Methods: We evaluated retrospectively Korean SLE patients who were monitored in the Center for Rheumatic Disease in Kang-Nam St. Mary's Hospital from 1993 to 1997 and who died.
Results: Forty-three (7.9%) of 544 patients died. Comparison of demographics and disease activity indices between the deceased and the survivors showed that the age was older and C3 at presentation was lower in the deceased (n = 40) than the survivors (n = 453) (age: 33.8 +/- 13.6 versus 28.3 +/- 10.6 years, p = 0.02, C3: 36.8 +/- 21.4 versus 49.7 +/- 20.8 mg/dl, p = 0.03). Among 40 patients who died, the frequency and causes of death were as follows: 13 from infection (32.5%), 10 SLE-related factors (25.0%), 6 pulmonary hypertension (15.0%), 4 cerebrovascular accidents (10.0%), and 3 thrombotic thrombocytopenic purpura (7.5%). The majority of the SLE-related deaths were non-renal in origin, including 3 cerebral nervous system disease, 2 TTP, 2 acute pulmonary hemorrhage syndrome, 1 acute myocarditis, and 1 multi-system illness. SLE-related renal causes were responsible for only death. The major organisms of infection were gram negative bacilli (69.2%), primarily manifesting as sepsis or bacteremia (76.9%). The patients (n = 13) who died from infection had lower levels of complement and higher levels of anti-ds DNA antibody at presentation than those (n = 27) who died from the other causes (C3: 24.7 +/- 17.8 versus 41.7 +/- 21.5 mg/dl, p = 0.02, anti-dsDNA antibody: 68.0 +/- 73.5 versus 27.0 +/- 35.3 IU, p = 0.04). The mean steroid dose being administered one month before death was also higher in the patients who died of infection (30.5 +/- 15.2 versus 15.2 +/- 7.7 mg/day, p = 0.03). Patients who died of pulmonary hypertension, the third most common cause of mortality, showed extremely high pulmonary pressures at the initial diagnosis, with a short interval to death, and had less major organ involvement at death. There were no deaths due to coronary heart disease or neoplasm in this cohort.

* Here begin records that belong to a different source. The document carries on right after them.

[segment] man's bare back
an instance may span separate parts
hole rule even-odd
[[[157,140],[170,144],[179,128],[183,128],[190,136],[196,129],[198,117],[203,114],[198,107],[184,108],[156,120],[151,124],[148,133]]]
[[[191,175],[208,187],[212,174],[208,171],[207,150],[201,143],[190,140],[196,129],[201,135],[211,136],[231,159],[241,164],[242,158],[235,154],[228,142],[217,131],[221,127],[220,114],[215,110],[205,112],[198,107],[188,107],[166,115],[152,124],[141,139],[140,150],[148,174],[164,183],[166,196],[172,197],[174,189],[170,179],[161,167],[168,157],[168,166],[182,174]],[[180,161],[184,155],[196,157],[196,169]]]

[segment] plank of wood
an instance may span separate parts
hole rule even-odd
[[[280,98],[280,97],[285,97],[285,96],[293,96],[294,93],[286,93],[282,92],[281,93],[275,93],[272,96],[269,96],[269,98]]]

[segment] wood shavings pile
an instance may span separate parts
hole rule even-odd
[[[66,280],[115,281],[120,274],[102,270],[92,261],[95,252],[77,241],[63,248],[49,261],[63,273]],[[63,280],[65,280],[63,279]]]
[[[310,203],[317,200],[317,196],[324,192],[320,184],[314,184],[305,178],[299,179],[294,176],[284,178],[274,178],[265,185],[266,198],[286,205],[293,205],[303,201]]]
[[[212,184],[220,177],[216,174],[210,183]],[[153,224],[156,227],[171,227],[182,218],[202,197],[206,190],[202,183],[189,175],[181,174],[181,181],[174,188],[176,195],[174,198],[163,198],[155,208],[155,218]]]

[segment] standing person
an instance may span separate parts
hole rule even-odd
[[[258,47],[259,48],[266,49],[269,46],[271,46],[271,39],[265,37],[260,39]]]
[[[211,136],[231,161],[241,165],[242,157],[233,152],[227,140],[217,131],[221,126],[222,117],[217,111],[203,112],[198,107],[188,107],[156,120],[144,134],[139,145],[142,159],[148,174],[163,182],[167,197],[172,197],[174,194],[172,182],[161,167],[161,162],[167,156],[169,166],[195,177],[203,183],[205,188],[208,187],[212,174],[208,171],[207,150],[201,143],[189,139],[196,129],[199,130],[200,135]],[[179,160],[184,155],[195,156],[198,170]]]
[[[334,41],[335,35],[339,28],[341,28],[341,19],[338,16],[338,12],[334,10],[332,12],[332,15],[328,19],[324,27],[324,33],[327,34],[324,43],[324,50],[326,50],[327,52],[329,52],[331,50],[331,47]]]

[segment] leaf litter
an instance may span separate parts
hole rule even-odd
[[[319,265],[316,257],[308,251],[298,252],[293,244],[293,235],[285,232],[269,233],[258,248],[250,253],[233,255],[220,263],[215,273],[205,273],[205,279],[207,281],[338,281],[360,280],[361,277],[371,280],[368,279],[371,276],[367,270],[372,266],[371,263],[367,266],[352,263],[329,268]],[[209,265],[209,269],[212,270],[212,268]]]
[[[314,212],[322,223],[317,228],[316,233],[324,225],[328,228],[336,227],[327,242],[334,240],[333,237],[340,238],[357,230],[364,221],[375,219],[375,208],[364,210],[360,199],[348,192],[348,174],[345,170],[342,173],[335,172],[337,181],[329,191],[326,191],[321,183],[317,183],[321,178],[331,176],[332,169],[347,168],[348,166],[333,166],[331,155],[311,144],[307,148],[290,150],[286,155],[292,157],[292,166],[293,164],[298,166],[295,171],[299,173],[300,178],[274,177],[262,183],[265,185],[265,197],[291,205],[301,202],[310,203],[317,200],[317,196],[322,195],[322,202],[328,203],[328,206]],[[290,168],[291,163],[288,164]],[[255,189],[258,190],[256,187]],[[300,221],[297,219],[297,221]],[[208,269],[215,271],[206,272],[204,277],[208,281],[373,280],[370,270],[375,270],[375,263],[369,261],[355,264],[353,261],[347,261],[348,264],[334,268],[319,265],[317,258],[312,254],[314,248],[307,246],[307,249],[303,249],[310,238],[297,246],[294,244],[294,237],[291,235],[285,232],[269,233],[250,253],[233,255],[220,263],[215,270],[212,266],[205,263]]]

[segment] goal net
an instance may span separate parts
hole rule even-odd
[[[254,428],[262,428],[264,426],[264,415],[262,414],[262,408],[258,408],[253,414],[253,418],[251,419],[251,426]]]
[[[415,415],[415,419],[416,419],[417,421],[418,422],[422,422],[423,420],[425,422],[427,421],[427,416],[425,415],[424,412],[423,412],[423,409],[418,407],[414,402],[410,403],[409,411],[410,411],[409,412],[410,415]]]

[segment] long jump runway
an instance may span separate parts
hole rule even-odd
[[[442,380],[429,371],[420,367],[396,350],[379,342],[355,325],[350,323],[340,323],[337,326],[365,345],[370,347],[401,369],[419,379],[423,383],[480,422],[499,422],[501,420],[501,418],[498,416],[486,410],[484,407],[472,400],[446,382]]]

Conclusion: The most common cause of death in 544 Korean lupus patients was infection, mainly manifesting as gram negative bacterial sepsis. SLE-related factors (mostly non-renal) were the next most frequent cause. Death from infection was associated with higher disease activity at presentation and a higher dose of steroid used previously. Death due to pulmonary hypertension was common, whereas death due to coronary heart disease was absent.